Parametric Presburger Arithmetic: Complexity of Counting and Quantifier Elimination (1802.00974v1)

Abstract: We consider an expansion of Presburger arithmetic which allows multiplication by $k$ parameters $t_1,\ldots,t_k$. A formula in this language defines a parametric set $S_\mathbf{t} \subseteq \mathbb{Z}^{d}$ as $\mathbf{t}$ varies in $\mathbb{Z}^k$, and we examine the counting function $|S_\mathbf{t}|$ as a function of $\mathbf{t}$. For a single parameter, it is known that $|S_t|$ can be expressed as an eventual quasi-polynomial (there is a period $m$ such that, for sufficiently large $t$, the function is polynomial on each of the residue classes mod $m$). We show that such a nice expression is impossible with 2 or more parameters.

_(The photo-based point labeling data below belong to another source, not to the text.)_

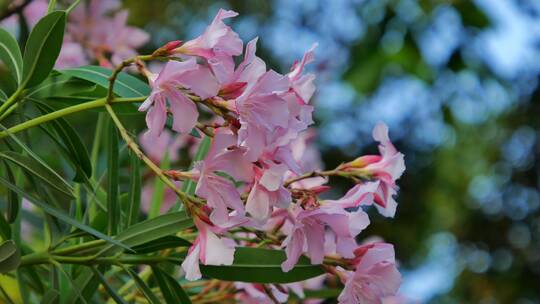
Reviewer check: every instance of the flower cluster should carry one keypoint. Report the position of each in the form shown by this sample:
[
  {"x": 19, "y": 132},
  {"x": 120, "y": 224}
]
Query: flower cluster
[
  {"x": 96, "y": 30},
  {"x": 259, "y": 174}
]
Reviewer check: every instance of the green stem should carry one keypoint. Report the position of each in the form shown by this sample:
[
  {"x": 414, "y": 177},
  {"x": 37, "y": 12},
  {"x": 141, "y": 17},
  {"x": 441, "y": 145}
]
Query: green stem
[
  {"x": 66, "y": 111},
  {"x": 186, "y": 199},
  {"x": 11, "y": 100},
  {"x": 48, "y": 258}
]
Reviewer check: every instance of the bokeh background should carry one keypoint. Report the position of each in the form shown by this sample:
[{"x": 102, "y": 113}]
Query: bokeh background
[{"x": 457, "y": 83}]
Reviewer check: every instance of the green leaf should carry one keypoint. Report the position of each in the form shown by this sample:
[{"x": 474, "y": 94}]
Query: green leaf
[
  {"x": 13, "y": 202},
  {"x": 3, "y": 96},
  {"x": 158, "y": 191},
  {"x": 150, "y": 230},
  {"x": 110, "y": 290},
  {"x": 62, "y": 216},
  {"x": 135, "y": 185},
  {"x": 10, "y": 54},
  {"x": 61, "y": 86},
  {"x": 36, "y": 169},
  {"x": 113, "y": 207},
  {"x": 42, "y": 48},
  {"x": 172, "y": 292},
  {"x": 125, "y": 86},
  {"x": 166, "y": 242},
  {"x": 145, "y": 290},
  {"x": 10, "y": 256},
  {"x": 75, "y": 148},
  {"x": 258, "y": 265}
]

Indeed (assuming \textbf{P} $\neq$ \textbf{NP}) we construct a parametric set $S_{t_1,t_2}$ such that $|S_{t_1, t_2}|$ is not even polynomial-time computable on input $(t_1,t_2)$. In contrast, for parametric sets $S_\mathbf{t} \subseteq \mathbb{Z}^d$ with arbitrarily many parameters, defined in a similar language without the ordering relation, we show that $|S_\mathbf{t}|$ is always polynomial-time computable in the size of $\mathbf{t}$, and in fact can be represented using the gcd and similar functions.